Chinese officials and scholars have also warned against the rise of American "unilateralism" in the wake of Washington's threats to push the anti-terrorist campaign into Iraq.
The state media on Monday reported a large-scale anti-terrorist exercise by the fire-fighting department of the Ministry of Public Security.
Officers from six provinces and cities took part in rescue operations following a mock attack on a Beijing high-rise building.
Official reports said police, firemen and crack anti-terrorist squads within the paramilitary People's Armed Police had boosted training in the past year.
Apart from pro-independence Uighur activists in Xinjiang, Beijing is also raising its guard against "underground" groupings that may use terrorist tactics in the course of criminal activities or to vent their grievances against the government.
Meanwhile, the Chinese Foreign Ministry has reiterated the country's commitment to "international cooperation in fighting terrorism."
However, particularly with reference to Washington's possible war against Iraq, Chinese diplomats have stressed that punitive acts against individual countries must be done through the United Nations and that anti-terrorist efforts must not be targeted at a particular country, race or religion.
U.S. 'losing support'
Official academics have also warned against the rise of "unilateralism" and hegemonism in Washington's battle against terrorism.

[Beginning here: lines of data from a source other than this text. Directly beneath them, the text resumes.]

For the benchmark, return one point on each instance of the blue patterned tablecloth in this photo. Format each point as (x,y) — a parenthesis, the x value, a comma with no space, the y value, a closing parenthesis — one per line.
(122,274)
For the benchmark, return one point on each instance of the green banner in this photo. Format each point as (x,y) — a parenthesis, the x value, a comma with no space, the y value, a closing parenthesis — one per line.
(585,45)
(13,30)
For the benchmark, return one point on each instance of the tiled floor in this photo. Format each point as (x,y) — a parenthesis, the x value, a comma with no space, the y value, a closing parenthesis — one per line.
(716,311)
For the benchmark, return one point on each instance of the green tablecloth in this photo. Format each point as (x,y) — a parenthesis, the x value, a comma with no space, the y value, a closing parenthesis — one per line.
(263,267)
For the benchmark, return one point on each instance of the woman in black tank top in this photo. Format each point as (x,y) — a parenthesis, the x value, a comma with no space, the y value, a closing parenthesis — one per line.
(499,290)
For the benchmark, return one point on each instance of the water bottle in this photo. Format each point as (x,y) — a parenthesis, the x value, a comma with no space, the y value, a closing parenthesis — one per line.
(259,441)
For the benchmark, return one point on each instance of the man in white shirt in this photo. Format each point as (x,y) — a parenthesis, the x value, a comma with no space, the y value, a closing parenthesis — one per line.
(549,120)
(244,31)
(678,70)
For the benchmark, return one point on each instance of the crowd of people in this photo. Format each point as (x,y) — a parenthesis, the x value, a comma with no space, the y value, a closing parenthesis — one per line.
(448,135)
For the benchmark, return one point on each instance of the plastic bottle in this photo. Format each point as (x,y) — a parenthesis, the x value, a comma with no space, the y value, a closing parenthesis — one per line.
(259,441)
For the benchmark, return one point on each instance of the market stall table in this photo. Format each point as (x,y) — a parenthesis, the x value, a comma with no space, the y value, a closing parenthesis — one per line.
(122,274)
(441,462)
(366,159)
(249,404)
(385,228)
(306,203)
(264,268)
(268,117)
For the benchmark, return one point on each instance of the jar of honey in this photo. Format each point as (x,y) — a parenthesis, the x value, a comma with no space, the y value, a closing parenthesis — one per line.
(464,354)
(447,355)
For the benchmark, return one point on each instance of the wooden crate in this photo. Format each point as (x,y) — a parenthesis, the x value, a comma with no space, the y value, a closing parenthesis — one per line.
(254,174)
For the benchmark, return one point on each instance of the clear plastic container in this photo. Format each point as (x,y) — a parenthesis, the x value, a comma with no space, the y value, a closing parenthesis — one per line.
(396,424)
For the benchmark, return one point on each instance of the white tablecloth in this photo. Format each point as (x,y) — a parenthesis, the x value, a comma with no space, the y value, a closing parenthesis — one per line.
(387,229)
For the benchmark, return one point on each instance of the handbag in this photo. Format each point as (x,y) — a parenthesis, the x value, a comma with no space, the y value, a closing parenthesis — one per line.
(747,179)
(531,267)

According to international affairs specialist at People's University, Jin Canrong, "unilateralism has reared its head in American diplomacy in the wake of the success of its anti-terrorist campaigns."
Professor Jin warned that American hawkishness had resulted in "a decrease in the global community's support for America's fight against terrorism."
In a commentary, the Xinhua news agency website also decried Washington's claim that it had a right to take "pre-emptive strikes" against Iraq.
It said such "unilateralist" thinking could "pose a serious challenge to the existing international structure and international law."